Can I load a model with the same layer parameters but design my own forward function?

I designed a model that has two different kinds of inputs: x1 and x2. x2 will only pass through part of the model and its output is used for some constraints. I saved the model after training and try to reuse it in the test stage. However, I only need input x1 during the test stage. Is there any way that I can load the layer parameters of the saved model but with different contents in the “forward” function?
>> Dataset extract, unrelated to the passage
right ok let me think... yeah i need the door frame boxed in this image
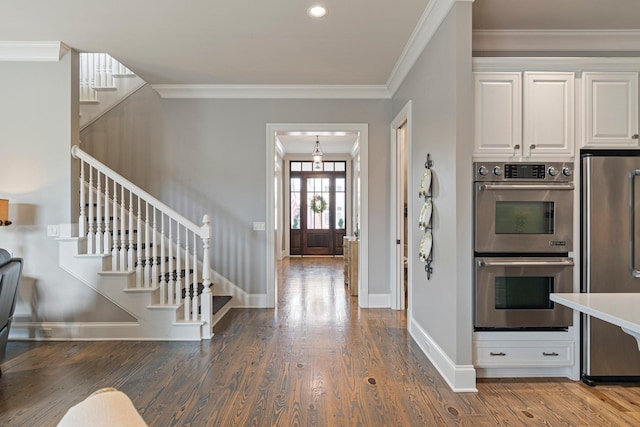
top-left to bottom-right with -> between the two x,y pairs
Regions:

It seems that torch.load(model.state_dict) cannot give me satisfying results since it requires the same forward function.

Thanks very much!

The forward method is independent from the state_dict and you should be able to manipulate this method as you wish.
state_dict = torch.load(path_to_state_dict) will only load all parameters and buffers in an OrderedDict without any knowledge about the forward method.
Do you see any error using this approach?

1 Like

Yes, I use the commands as below:

model_path = os.path.join(args.checkpoint,‘model_epoch_{}.pth’.format(str(ep)))
checkpoint = torch.load(model_path)
model = Unet_BiCLSTM()
model.load_state_dict(checkpoint[“model”].state_dict())
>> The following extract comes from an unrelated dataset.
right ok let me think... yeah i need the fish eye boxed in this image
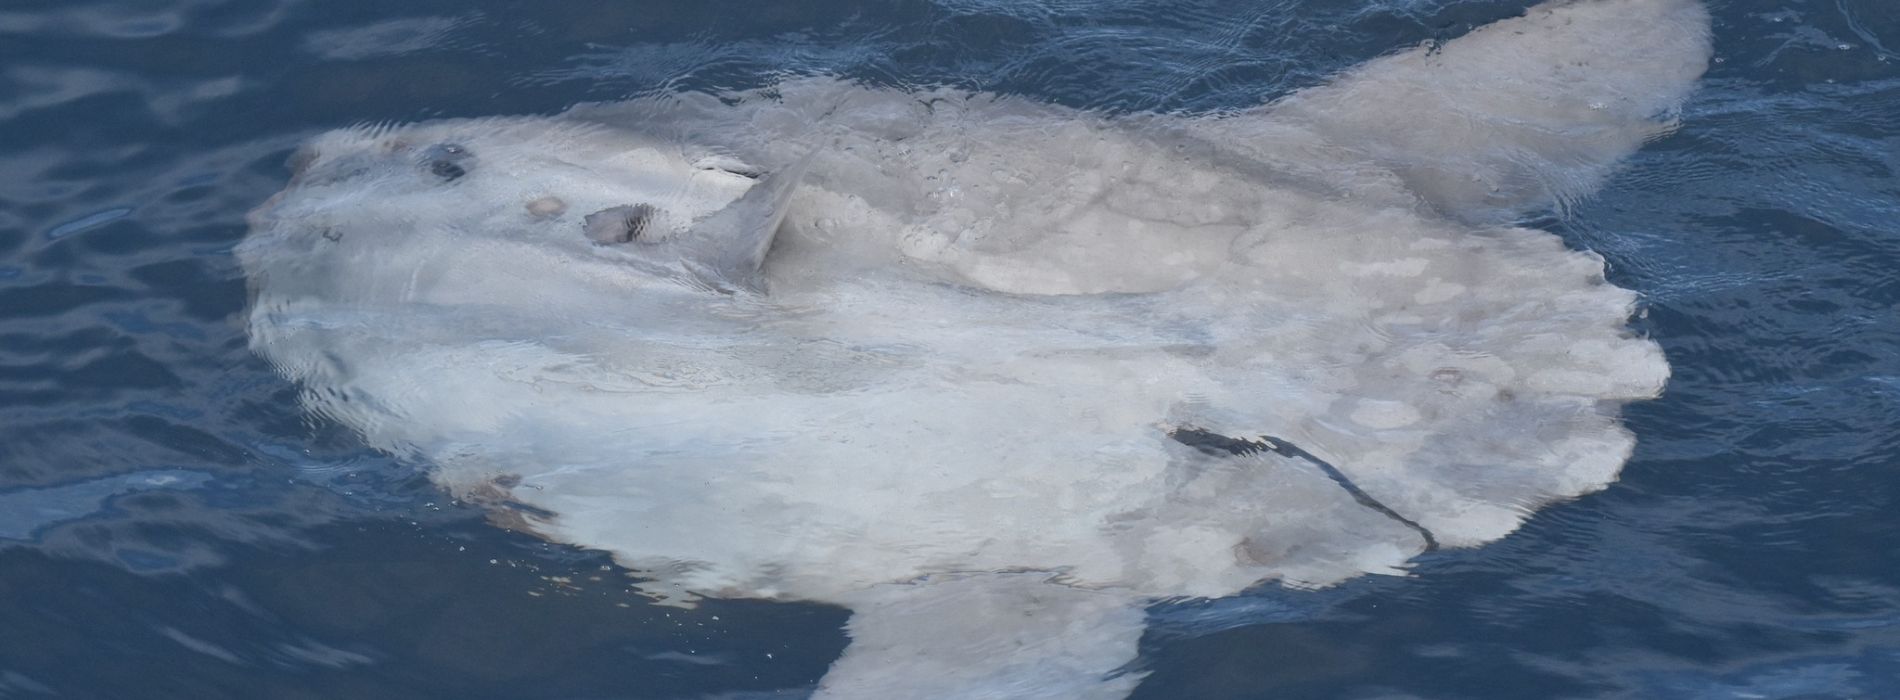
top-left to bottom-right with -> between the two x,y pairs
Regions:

where Unet_BiCLSTM() is my network which only have different forward function as the pretrained model. Then I obtain mistakes as below:

RuntimeError: Error(s) in loading state_dict for Unet_BiCLSTM:
Missing key(s) in state_dict: “feature_ext.conv0.weight”, “feature_ext.norm0.weight”, “feature_ext.norm0.bias”, “feature_ext.norm0.running_mean”, “feature_ext.norm0.running_var”, …
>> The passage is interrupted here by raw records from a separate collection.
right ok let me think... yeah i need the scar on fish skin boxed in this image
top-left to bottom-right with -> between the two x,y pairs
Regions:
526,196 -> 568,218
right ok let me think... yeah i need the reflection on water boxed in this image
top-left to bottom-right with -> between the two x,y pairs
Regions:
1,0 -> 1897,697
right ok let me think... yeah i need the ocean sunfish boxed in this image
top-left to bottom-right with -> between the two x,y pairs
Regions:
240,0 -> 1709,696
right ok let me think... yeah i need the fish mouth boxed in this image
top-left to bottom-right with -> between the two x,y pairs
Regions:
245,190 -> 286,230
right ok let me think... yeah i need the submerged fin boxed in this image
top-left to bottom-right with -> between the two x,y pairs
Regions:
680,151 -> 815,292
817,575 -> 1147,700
Is there something wrong about it?

Thanks very much!

You could use strict=false in the state_dict, that might help - if I understand correctly.

Edit: But that would mean that the relevant weights aren’t loaded at all since the model expects these layers to be present… are the layers named the same? Can you load them back into the original model? Or do you mean by ‘different contents in the forward function’ that you’re changing the model architecture?

Yeah, I can load them back to the model. I copied the contents in the original model, and change the contents in the forward function by reducing one input, and removing the corresponding line in the forward function which uses the same layer as other inputs. During the training, this input is used to pass through a part of the network and its output is constrained to provide some regularization to the network. In the test stage, this process is not used anymore, so I want to remove it by changing the forward function.